他眼底閃爍著異樣的光。
初夏被他吻得口干舌燥,舔了舔下唇,軟軟的說︰“那你趕緊去吧,別遲到了。”
“嗯……”他點頭,還是忍不住執起她的下頷,又在唇上深深的印下一個吻。迷離的視線俯瞰下來,情意濃濃,“晚上再好好要你……”
初夏小臉一紅,推他,“快走吧……”
“哇,情意綿綿!”
“嘖嘖,不依不舍!”
初夏才一進去,于南和施揚喧便一人一句唱著雙簧似的。初夏羞赧的瞪他們,簡直要把臉埋進地底下去。

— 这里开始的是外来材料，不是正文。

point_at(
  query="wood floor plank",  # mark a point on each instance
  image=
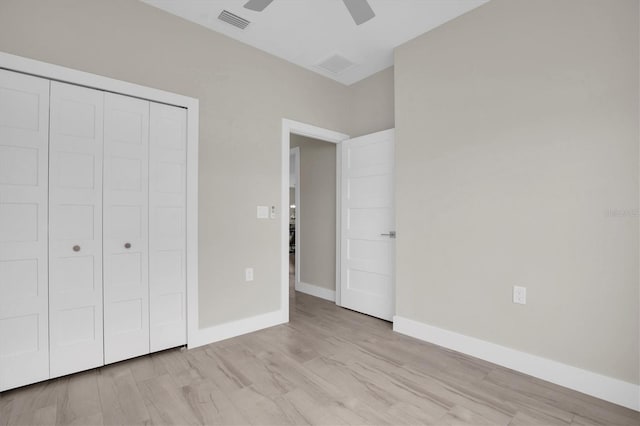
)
(80, 400)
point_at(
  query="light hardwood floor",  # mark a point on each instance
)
(327, 366)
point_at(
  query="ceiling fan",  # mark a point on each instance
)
(360, 10)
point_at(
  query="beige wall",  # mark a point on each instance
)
(244, 94)
(517, 164)
(373, 107)
(317, 211)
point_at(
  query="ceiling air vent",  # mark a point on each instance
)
(233, 19)
(335, 64)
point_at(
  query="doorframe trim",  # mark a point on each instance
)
(80, 78)
(298, 128)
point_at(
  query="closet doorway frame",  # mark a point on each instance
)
(80, 78)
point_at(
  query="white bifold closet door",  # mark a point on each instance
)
(167, 225)
(24, 129)
(75, 219)
(126, 228)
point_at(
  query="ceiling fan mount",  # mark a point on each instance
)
(360, 10)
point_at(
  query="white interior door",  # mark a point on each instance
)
(368, 225)
(75, 217)
(126, 227)
(167, 226)
(24, 129)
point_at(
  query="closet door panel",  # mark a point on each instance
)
(75, 217)
(24, 129)
(167, 236)
(126, 228)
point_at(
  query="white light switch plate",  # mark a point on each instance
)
(519, 295)
(263, 212)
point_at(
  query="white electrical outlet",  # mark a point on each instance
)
(248, 274)
(519, 295)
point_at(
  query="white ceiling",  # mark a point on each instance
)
(307, 32)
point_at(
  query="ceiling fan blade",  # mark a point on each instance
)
(257, 5)
(360, 10)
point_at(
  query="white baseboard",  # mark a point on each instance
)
(204, 336)
(588, 382)
(314, 290)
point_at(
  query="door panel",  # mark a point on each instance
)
(167, 237)
(368, 212)
(75, 214)
(126, 243)
(24, 317)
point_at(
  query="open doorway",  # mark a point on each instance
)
(292, 128)
(312, 216)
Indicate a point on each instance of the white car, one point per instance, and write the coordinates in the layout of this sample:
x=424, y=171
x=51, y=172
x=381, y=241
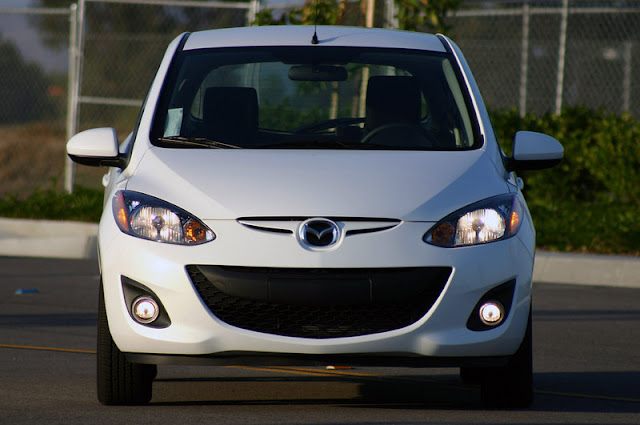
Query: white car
x=287, y=199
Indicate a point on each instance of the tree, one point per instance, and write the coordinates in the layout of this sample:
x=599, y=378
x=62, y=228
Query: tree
x=414, y=15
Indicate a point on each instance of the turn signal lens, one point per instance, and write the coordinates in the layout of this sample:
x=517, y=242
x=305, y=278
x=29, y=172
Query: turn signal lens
x=146, y=217
x=486, y=221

“你們成語造句呢?”微安拿筷子敲了敲碗邊,沒好氣的回他們。初夏貼著微安坐下,看微安在喝冰水,她趕緊將水推開,和她咬耳朵,“你不是大姨媽來了嗎?身體不要了?”
很低很低的聲音,但微賜銘還是听到了。
“有什麼關系?反正就喝這一兩口,不要緊的。”微安大大咧咧的,完全不以為然。
伸手又要去拿,卻被微賜銘橫出一只手來擋住。他也不看她,只是把水擱到一個托盤上,側身和伺候在旁的服務生說︰“換杯暖的紅棗汁。”
微安一怔,和初夏對視了一眼。
于南又閑不住了,賤笑著,擠眉弄眼,“特殊待遇哦?不行,給我也換一杯。”
“你真就不甘寂寞。”微賜銘瞥他一眼,吩咐那服務生,“把那種三歲兒童喝的牛奶給他送一杯。”
“喂!”某人嚷嚷著。
初夏和微安忍不住低笑。
微賜銘置若罔聞,只是側目和初夏說話︰“你父親的事和何家談得怎麼樣了?”
提起這個,初夏將筷子放了放,“我打算明天就去何家一趟,正式和我公公談談。”
“嗯,把這件事交給至北,你就不用太操心了。今晚他已經約了一家新的研究院的人,商談結果不會有什麼問題。”
“他現在是趕去陪研究院的人了?”
“你不知道?”
“嗯,他沒和我提起這件事。”就剛剛他走,也沒有和她提過一句,不過是輕描淡寫的說一個飯局。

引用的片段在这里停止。